13.4 Entire agreement.
(a) This Agreement constitutes the entire agreement between the parties and supersedes and extinguishes all previous agreements, promises, assurances, warranties, representations and understandings between them, whether written or oral, relating to its subject matter.
(b) Each party agrees that it shall have no remedies in respect of any statement, representation, assurance or warranty (whether made innocently or negligently) that is not set out in this Agreement. Each party agrees that it shall have no claim for innocent or negligent misrepresentation or negligent misstatement based on any statement in this Agreement.
13.5 Variation. No variation of the Contract shall be effective unless it is in writing and signed by the parties (or their authorised representatives).
13.6 Waiver. A waiver of any right or remedy is only effective if given in writing and shall not be deemed a waiver of any subsequent breach or default. A delay or failure to exercise, or the single or partial exercise of, any right or remedy shall not:
(a) waive that or any other right or remedy; or
(b) prevent or restrict the further exercise of that or any other right or remedy.
13.7 Severance. If any provision or part-provision of the Contract is or becomes invalid, illegal or unenforceable, it shall be deemed modified to the minimum extent necessary to make it valid, legal and enforceable. If such modification is not possible, the relevant provision or part-provision shall be deemed deleted. Any modification to or deletion of a provision or part-provision under this clause shall not affect the validity and enforceability of the rest of the Contract.
13.8 Notices.
(a) Any notice or other communication given to a party under or in connection with the Contract shall be in writing, addressed to that party at its registered office or such other address as that party may have specified to the other party in writing in accordance with this clause, and shall be delivered personally, or sent by pre-paid first class post or other next working day delivery service, commercial courier, fax or email.

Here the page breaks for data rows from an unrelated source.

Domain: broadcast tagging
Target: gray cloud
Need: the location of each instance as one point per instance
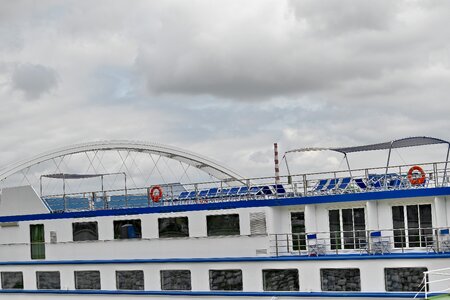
(225, 79)
(34, 80)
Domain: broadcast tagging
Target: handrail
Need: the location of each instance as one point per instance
(304, 185)
(392, 240)
(426, 281)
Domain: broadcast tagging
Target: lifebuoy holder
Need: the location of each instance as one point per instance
(412, 175)
(156, 193)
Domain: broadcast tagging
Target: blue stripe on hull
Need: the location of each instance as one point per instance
(221, 294)
(232, 259)
(367, 196)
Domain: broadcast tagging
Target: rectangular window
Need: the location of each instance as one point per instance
(412, 225)
(130, 280)
(87, 280)
(223, 225)
(298, 230)
(173, 227)
(258, 223)
(127, 229)
(85, 231)
(347, 228)
(281, 280)
(340, 280)
(37, 241)
(398, 220)
(48, 280)
(12, 280)
(178, 280)
(403, 279)
(225, 280)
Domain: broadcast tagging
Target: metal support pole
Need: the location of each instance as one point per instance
(387, 166)
(64, 194)
(276, 245)
(126, 192)
(40, 186)
(444, 181)
(305, 186)
(348, 165)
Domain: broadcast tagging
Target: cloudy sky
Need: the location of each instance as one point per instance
(222, 78)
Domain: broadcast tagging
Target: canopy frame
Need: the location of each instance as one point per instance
(395, 144)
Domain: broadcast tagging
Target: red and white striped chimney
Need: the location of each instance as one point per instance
(277, 165)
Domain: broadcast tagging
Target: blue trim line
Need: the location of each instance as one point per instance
(395, 256)
(367, 196)
(226, 294)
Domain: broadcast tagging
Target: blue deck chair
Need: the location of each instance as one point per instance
(192, 195)
(360, 183)
(395, 183)
(344, 184)
(332, 184)
(182, 195)
(223, 192)
(375, 181)
(212, 193)
(266, 190)
(254, 190)
(320, 186)
(279, 189)
(202, 194)
(243, 191)
(233, 191)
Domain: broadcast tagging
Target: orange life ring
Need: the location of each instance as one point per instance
(412, 179)
(156, 196)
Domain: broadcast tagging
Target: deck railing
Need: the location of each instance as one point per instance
(438, 276)
(386, 241)
(303, 185)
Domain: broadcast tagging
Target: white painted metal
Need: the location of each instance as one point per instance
(196, 160)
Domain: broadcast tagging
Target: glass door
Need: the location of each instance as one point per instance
(37, 241)
(298, 231)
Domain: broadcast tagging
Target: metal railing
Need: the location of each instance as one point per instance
(303, 185)
(385, 241)
(438, 276)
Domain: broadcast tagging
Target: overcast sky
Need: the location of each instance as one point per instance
(222, 78)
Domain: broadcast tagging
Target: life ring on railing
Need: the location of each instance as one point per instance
(156, 193)
(416, 180)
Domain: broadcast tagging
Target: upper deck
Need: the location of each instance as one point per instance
(329, 184)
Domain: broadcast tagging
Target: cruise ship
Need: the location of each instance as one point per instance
(116, 220)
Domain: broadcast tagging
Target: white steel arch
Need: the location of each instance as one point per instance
(196, 160)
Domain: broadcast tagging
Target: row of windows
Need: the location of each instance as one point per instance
(167, 227)
(217, 225)
(396, 279)
(411, 223)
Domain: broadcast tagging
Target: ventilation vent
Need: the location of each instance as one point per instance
(53, 238)
(261, 251)
(258, 223)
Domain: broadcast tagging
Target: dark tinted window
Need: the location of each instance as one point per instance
(225, 280)
(12, 280)
(37, 241)
(176, 280)
(403, 279)
(127, 229)
(87, 280)
(298, 230)
(173, 227)
(85, 231)
(281, 280)
(130, 280)
(223, 225)
(340, 279)
(48, 280)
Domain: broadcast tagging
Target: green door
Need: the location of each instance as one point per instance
(37, 241)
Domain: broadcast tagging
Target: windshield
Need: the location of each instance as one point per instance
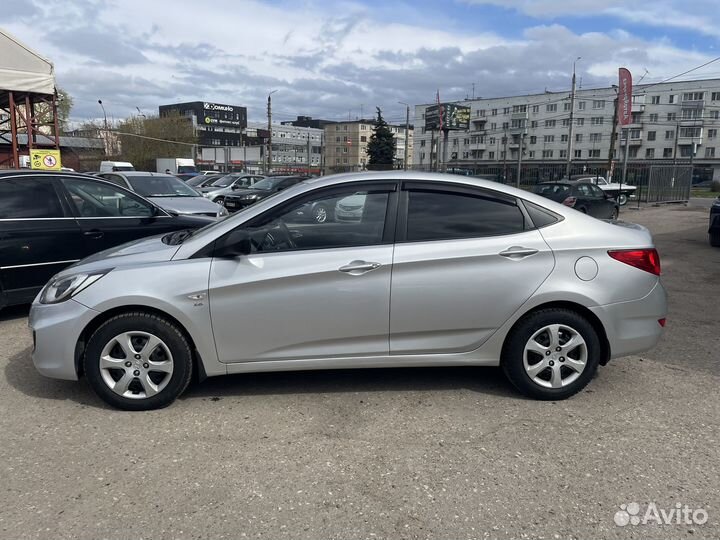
(161, 186)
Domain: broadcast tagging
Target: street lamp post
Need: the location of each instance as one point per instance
(407, 133)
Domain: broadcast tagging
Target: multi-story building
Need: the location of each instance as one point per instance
(294, 149)
(670, 121)
(215, 124)
(346, 145)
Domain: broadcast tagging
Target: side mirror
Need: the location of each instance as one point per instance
(234, 244)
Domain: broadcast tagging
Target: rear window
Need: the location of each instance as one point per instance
(29, 198)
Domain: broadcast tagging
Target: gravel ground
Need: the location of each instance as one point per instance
(424, 453)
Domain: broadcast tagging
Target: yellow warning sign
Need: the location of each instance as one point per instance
(47, 160)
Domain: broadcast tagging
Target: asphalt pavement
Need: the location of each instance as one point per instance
(450, 453)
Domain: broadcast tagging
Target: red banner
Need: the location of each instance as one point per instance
(624, 97)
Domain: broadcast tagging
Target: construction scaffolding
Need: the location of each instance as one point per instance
(28, 101)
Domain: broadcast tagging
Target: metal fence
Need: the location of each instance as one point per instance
(654, 182)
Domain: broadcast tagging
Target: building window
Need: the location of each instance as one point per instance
(693, 96)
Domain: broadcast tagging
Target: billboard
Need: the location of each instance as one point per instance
(624, 97)
(447, 116)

(b) A notice or other communication shall be deemed to have been received: if delivered personally, when left at the address referred to in clause 13.8(a); if sent by pre-paid first class post or other next working day delivery service, at 9.00 am on the second Business Day after posting; if delivered by commercial courier, on the date and at the time that the courier's delivery receipt is signed; or, if sent by fax or email, one Business Day after transmission.

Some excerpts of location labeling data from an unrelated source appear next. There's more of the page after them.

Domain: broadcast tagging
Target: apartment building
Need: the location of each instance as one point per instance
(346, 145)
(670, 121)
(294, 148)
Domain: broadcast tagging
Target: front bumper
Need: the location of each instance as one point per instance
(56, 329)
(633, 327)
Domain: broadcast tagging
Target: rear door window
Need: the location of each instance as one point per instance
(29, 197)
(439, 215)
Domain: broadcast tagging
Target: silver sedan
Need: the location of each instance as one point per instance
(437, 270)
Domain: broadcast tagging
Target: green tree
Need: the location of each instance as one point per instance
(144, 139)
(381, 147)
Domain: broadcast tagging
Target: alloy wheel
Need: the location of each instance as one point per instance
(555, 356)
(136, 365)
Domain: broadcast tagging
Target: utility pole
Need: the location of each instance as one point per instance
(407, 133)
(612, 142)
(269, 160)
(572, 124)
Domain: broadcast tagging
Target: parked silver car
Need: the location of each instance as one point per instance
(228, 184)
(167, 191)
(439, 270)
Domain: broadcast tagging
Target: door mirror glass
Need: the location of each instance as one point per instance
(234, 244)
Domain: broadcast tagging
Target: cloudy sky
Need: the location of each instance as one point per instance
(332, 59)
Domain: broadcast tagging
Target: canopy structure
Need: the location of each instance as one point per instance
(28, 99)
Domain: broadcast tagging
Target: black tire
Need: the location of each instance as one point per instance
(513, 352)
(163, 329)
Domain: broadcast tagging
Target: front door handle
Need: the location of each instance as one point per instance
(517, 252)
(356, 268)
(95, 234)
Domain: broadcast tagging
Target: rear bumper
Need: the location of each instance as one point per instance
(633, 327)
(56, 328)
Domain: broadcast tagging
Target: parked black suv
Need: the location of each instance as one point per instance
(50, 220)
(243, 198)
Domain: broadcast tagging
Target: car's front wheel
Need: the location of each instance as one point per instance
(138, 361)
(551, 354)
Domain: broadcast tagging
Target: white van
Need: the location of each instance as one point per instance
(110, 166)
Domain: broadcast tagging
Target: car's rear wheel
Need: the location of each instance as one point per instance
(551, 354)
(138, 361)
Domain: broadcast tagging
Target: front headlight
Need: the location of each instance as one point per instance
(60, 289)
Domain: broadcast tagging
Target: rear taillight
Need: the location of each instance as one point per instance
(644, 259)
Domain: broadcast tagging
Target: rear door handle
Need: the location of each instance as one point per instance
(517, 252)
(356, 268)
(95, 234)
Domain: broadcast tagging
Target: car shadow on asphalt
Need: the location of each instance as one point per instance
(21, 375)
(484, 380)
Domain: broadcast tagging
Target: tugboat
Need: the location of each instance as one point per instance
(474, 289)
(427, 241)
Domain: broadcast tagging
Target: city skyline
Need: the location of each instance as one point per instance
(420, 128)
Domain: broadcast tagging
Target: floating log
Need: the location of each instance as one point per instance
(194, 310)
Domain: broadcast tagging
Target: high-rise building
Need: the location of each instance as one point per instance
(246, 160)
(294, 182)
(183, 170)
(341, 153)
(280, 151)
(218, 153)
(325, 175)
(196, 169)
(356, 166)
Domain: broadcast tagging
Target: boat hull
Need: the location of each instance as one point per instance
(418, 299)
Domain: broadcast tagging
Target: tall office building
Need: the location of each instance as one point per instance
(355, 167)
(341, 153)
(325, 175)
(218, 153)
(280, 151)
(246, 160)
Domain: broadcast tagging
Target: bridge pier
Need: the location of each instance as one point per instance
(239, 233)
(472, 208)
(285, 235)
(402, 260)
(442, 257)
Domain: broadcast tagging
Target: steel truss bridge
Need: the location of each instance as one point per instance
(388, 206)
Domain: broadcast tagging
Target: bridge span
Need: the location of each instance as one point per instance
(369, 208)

(c) The provisions of this clause shall not apply to the service of any proceedings or other documents in any legal action.

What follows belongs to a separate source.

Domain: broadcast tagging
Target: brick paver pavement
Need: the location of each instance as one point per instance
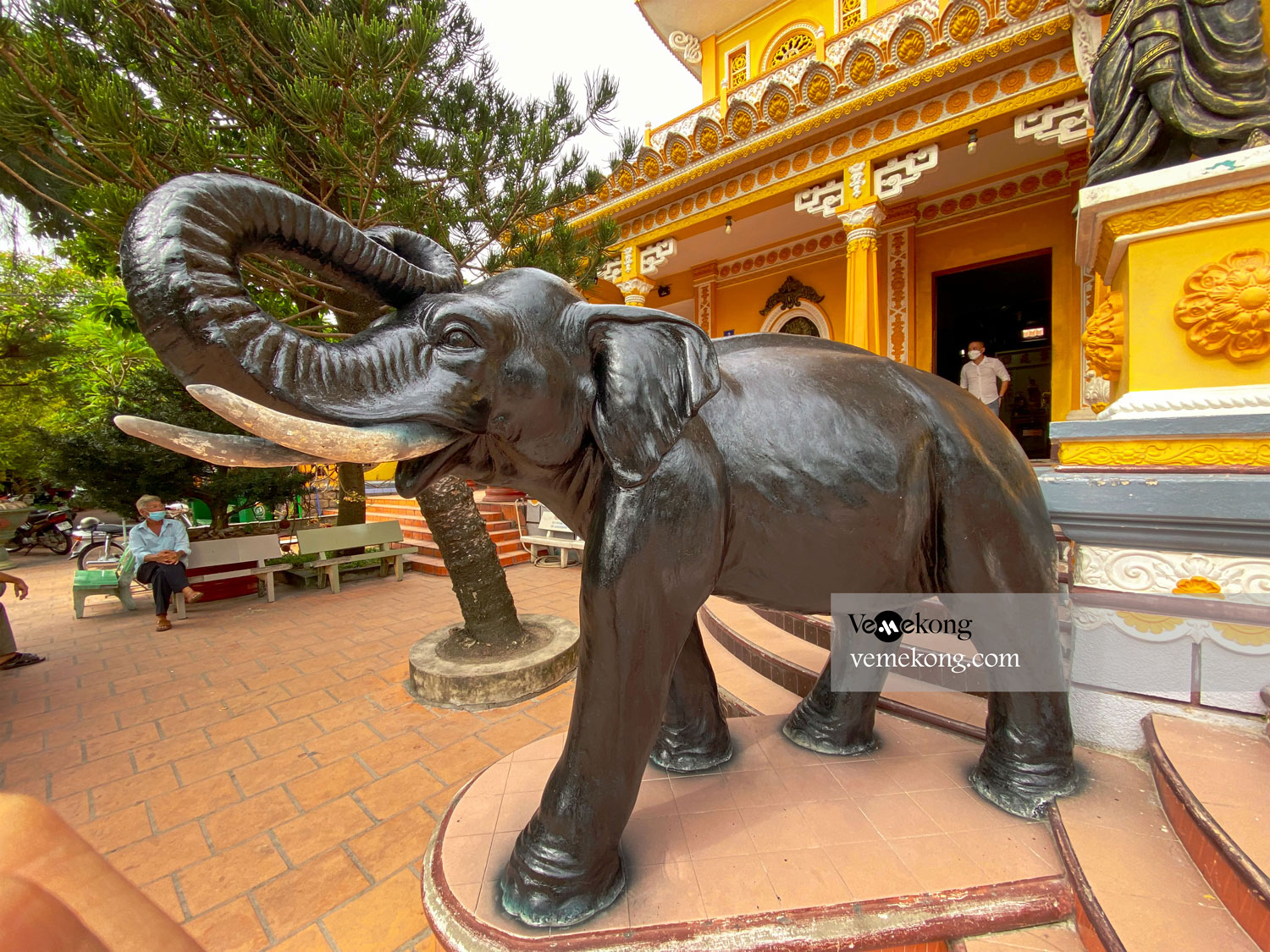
(259, 769)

13.9 Third parties. No one other than a party to the Contract shall have any right to enforce any of its terms.
13.10 Governing law. The Contract, and any dispute or claim (including non-contractual disputes or claims) arising out of or in connection with it or its subject matter or formation shall be governed by, and construed in accordance with the law of England and Wales.
13.11 Jurisdiction. Each party irrevocably agrees that the courts of England and Wales shall have exclusive jurisdiction to settle any dispute or claim (including non-contractual disputes or claims) arising out of or in connection with the Contract or its subject matter or formation.